La lettura della pronuncia della Corte Costituzionale sul conflitto tra Capo dello Stato e Procura di Palermo (il caso delle intercettazioni di Napolitano, insomma) mi fa sorgere un inquietante dubbio: il Presidente della Repubblica, secondo questa aggiornata interpretazione, è garante della Costituzione o della Condivisione (metto la maiuscola perché ormai in Italia essa è diventata un ente superiore)?

Due premesse necessarie. La prima: non voglio occuparmi del merito della decisione della Consulta, che ha dichiarato assolutamente inutilizzabili tali conversazioni e soprattutto ha disposto che vengano distrutte, non si sa come ma sicuramente senza farle vedere neanche alle difese (senza contraddittorio, quindi, con buona pace del giusto processo dell’art. 111 Cost.). E’ un esito che mi lascia perplesso ma di cui prendo atto: qui vorrei discutere alcune premesse di fondo assai più rilevanti circa il nostro assetto istituzionale.

La seconda premessa: non si tratta di difendere o tifare per questa o quella parte, per questa o quella indagine. Non sta certo a me valutare il comportamento e le scelte della Procura di Palermo e non è affatto necessario comunque condividerle per essere perplessi in relazione ad alcune affermazioni fatte dalla Corte Costituzionale.

Per inquadrare ruolo e peculiarità del Capo dello Stato nell’ambito dei poteri e delle istituzioni democratiche, i giudici della Consulta arrivano a dire quanto segue: “Per svolgere efficacemente il proprio ruolo di garante dell’equilibrio costituzionale e di “magistratura di influenza”, il Presidente deve tessere costantemente una rete di raccordi allo scopo di armonizzare eventuali posizioni in conflitto e asprezze polemiche, indicare ai vari titolari di organi costituzionali i principi in base ai quali possono e devono essere ricercate soluzioni il più possibili condivise”

Allora, non è che io non riconosca il valore della condivisione e dell’unità… ma qui pare essere diventato l’unico orizzonte, la sola stella polare, l’alfa e l’omega. Una soluzione condivisa non è di per sé accettabile, ma solo nella misura in cui realizza i principi costituzionali.

Non credo debba ricercarsi condivisione e armonia se in ballo c’è, per esempio…, la legalità e l’uguaglianza dei cittadini davanti alla legge.

Non dico che questo fosse il caso; mi interessa, e preoccupa, il nuovo ruolo (si direbbe la nuova “mission” in termini imprenditoriali) data al Presidente della Repubblica dalla Corte: un ruolo tutto incentrato sul raggiungimento dell’accordo in quanto tale, senza alcun richiamo a quello che davvero è fondamentale e ineludibile, ovvero la difesa e l’affermazione dei principi e dei dettami costituzionali. Da garante della Costituzione a garante della Condivisione, appunto…

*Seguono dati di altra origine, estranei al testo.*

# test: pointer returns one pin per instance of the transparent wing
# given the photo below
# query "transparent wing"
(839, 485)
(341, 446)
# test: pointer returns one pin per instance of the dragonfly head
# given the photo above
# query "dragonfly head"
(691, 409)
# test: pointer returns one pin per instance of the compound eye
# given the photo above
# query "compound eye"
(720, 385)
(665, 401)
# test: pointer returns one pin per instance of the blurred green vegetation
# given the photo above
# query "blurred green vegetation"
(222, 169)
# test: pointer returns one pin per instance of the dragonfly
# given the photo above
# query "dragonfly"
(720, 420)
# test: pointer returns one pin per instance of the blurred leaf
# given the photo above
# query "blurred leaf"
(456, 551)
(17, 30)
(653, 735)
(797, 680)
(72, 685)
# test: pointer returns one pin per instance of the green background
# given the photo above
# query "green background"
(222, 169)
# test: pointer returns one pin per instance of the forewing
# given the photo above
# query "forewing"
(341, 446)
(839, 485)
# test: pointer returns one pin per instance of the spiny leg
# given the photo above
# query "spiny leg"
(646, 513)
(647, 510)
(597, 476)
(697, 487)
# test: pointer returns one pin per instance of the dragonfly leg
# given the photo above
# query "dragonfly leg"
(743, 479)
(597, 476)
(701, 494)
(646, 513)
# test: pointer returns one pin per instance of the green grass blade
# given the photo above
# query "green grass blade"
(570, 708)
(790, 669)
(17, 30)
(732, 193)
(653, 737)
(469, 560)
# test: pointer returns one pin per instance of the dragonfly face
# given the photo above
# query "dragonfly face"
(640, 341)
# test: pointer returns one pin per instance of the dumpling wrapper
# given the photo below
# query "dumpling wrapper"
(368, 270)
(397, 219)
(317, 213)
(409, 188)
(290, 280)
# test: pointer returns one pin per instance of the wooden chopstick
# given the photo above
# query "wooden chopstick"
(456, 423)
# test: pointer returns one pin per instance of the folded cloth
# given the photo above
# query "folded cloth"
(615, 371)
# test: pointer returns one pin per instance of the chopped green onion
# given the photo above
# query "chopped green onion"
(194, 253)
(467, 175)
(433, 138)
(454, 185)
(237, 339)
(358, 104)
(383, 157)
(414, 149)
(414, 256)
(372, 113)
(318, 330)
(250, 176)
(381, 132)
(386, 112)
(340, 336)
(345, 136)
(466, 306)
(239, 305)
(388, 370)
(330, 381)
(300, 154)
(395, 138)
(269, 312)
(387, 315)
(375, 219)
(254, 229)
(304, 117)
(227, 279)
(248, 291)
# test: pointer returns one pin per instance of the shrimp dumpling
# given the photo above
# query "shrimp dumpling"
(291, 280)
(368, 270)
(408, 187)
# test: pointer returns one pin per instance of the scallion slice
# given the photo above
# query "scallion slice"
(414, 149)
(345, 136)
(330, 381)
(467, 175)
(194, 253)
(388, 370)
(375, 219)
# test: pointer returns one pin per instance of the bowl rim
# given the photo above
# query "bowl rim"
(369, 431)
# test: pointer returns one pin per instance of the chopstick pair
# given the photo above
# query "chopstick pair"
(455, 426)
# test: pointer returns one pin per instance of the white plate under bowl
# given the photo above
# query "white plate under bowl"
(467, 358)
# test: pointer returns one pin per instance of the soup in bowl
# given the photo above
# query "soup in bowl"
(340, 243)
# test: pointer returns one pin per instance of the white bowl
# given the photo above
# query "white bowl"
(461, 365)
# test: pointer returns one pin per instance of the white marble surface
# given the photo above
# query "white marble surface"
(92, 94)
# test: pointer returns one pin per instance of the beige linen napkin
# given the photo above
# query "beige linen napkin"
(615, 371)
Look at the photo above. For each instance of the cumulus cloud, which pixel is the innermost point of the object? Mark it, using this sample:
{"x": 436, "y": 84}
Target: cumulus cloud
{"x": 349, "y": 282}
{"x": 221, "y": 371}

No, non credo che sia questo il profilo di Capo dello Stato che ci consegnano i Padri Costituenti.

Il Presidente della Repubblica è indubbiamente un custode super partes, ma questo non implica che possa o debba trovare sempre il concerto di tutti per ogni scelta. Anche perché questo defaticante lavoro di tessitura che descrivono i giudici della Consulta finirebbe (uso il condizionale) per trascinarlo nel negoziato politico e infine rischierebbe di inquinarne l’azione con compromessi non proprio nobili e al rialzo.

Dialogare sempre sì. Ascoltare tutti sì. Ma non condivisione ad ogni costo.

Ci sono valori e regole IRRINUNCIABILI che non possono essere sacrificati sull’altare pagano dell’ampio accordo.

La condivisione ci può essere solo nel rispetto della Costituzione, ovvero il testo fondamentale che “ci siamo dati da sobri a valere per quando fossimo stati ubriachi” (Zagrebelsky).